Project Summary
Motivation: Glaucoma is a leading cause of irreversible blindness affecting 3 million patients in the US. About
50% of people with glaucoma are unaware of their condition, and racial and ethnic minority groups are
particularly affected due to a lack of access to affordable ophthalmic care. Glaucoma detection with deep
learning using retinal imaging is promising to provide affordable glaucoma screening to reduce health
disparities, which can be deployed in primary care and pharmacies without needing individuals to visit the more
expensive eye clinics for screening. It remains unclear if existing deep learning models for glaucoma detection
are equitable, and minimal studies have been conducted to develop novel methods to reduce performance
disparities. We hypothesize that more equitable performance in glaucoma detection can be achieved by
developing equity-aware deep learning techniques. We propose new equity-scaled performance metrics of the
area under the receiver operating characteristic curve, sensitivity, and specificity for model equity assessment,
which penalize raw performance metrics with performance variability across identity groups.
Overall Approach: Our models use optical coherence tomography scans and fundus photos to predict
glaucoma diagnosis defined by clinical guidelines. We use six identity attributes: gender, race, ethnicity,
preferred language, marital status, and income level. Our equity-aware models will be compared with standard
models with and without oversampling and transfer learning measured by identity-group specific and equity-
scaled overall accuracy metrics. Aims: (1) Assessing performance equity of existing deep learning
models and developing a fair identity scaling approach. We will quantify the identity-group-specific
performance for the three widely used deep learning models including ResNet, EfficientNet, and Vision
Transformer. We will develop a novel fair identity scaling approach to equalize performance across identity
groups by reweighting the training target function by the error magnitude of each identity group proportionally.
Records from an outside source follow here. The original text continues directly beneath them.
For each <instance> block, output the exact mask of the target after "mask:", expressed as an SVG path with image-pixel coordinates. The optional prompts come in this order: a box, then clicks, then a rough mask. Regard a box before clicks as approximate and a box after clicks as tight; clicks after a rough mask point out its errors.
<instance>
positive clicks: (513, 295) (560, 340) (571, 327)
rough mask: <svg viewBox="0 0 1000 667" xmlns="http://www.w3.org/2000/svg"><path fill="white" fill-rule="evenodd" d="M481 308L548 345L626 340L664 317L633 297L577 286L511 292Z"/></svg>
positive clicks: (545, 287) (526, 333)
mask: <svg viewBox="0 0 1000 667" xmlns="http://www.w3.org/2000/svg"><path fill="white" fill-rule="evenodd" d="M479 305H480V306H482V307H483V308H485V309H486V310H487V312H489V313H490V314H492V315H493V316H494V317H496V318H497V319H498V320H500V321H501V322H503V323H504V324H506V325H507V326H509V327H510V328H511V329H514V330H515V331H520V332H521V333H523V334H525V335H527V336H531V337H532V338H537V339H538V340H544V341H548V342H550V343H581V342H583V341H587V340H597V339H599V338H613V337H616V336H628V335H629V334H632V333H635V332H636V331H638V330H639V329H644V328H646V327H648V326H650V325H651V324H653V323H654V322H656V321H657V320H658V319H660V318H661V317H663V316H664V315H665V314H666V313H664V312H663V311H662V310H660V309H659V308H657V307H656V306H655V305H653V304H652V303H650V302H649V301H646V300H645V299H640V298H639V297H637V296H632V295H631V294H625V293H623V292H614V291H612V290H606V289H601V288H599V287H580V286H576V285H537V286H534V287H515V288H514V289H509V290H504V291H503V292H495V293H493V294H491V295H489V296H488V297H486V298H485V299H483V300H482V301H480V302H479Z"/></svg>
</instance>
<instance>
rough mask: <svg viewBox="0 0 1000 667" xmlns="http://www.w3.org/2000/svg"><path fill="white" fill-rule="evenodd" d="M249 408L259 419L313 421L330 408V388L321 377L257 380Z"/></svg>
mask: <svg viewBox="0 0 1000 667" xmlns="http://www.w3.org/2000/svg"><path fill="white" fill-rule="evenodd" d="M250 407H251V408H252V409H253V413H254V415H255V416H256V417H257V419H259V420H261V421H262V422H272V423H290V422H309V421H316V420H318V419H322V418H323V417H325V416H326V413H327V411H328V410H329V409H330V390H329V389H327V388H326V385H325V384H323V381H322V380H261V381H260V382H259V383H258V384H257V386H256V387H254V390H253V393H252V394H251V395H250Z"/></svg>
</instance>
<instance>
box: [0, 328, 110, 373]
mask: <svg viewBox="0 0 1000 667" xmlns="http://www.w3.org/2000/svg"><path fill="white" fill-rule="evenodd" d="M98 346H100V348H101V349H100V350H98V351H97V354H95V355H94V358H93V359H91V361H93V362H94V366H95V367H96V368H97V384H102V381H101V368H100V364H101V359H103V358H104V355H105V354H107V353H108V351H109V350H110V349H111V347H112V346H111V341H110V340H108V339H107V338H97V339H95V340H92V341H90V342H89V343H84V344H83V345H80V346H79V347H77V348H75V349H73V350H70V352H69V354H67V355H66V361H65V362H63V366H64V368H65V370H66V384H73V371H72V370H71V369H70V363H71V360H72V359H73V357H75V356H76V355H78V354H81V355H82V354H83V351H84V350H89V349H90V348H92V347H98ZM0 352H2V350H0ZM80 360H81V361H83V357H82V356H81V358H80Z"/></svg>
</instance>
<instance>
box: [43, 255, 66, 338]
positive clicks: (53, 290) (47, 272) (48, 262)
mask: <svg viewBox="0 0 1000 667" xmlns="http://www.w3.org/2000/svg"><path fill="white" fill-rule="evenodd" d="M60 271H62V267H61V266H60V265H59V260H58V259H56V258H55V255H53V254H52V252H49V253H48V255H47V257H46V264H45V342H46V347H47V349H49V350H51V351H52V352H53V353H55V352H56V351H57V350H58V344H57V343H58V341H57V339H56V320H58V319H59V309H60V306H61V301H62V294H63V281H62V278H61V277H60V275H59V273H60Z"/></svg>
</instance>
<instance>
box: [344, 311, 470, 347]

(2) Developing identity-conditioned generative models to improve data equality for improving
performance equity. We will develop identity-conditioned generative models to synthesize identity-diagnosis-
specific training data. The generated data will be used to equalize the data availability across all identity groups
for training detection models. (3) Developing fair identity normalization models to improve glaucoma
detection equity. We will develop a fair identity normalization technique to equalize the feature importance
across identity groups. We will integrate the three equity-aware approaches to maximize performance equity.
Main Deliverables and Impacts: Our equity-aware deep learning models for automated glaucoma screening
will greatly benefit racial and ethnic minorities and socioeconomically disadvantaged groups. We will release a
large de-identified dataset with 10,000 patients to the public to study medical artificial intelligence equity.